L'agriculture biologique représente actuellement 6.1 % de la Surface Agricole Utile (S.A.U.) de la Wallonie, avec un objectif à 10 % dans les années futures. Dans certaines communes du sud et de l'est, cette proportion dépasse les 20 %. Plus de 3% du cheptel bovin wallon est déjà en élevé en démarche bio et de nombreux éleveurs entament leur reconversion. Aux côtés des pionniers du bio, qui le pratiquent par conviction depuis de très nombreuses années, apparait une nouvelle génération de producteurs, qui saisissent cette opportunité.

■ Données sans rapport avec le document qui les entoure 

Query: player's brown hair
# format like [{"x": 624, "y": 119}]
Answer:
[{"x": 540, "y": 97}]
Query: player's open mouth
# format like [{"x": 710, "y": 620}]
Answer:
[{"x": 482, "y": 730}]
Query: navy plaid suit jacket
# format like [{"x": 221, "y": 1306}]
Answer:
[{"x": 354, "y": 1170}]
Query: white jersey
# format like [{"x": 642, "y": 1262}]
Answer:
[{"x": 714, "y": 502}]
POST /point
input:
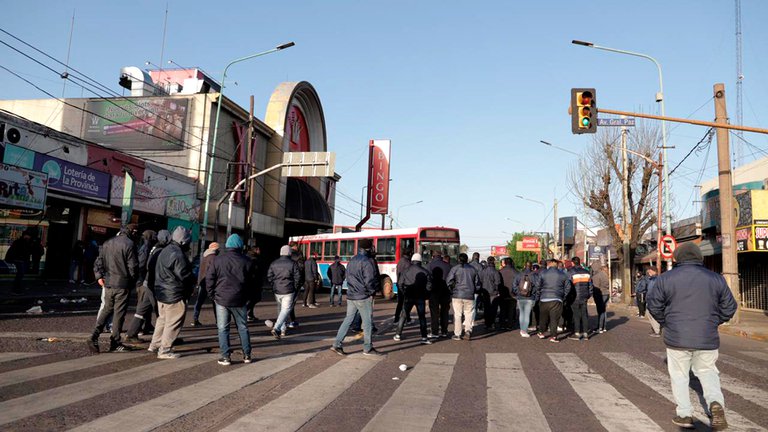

Ainsi, il est très probable que tous les vétérinaires seront amenés à avoir un ou plusieurs éleveurs bio dans leur clientèle.
Ces élevages, même si le cahier des charges bio prévoit une limitation de l'utilisation des médicaments, nécessitent aussi un accompagnement vétérinaire, ne fut-ce que pour l'épidémio-surveillance, mais également parce que la bonne santé du troupeau participe à la rentabilité de l'élevage et garantit la qualité des denrées alimentaires produites.
Pourtant, les vétérinaires ne se sentent pas toujours à l'aise dans la filière bio !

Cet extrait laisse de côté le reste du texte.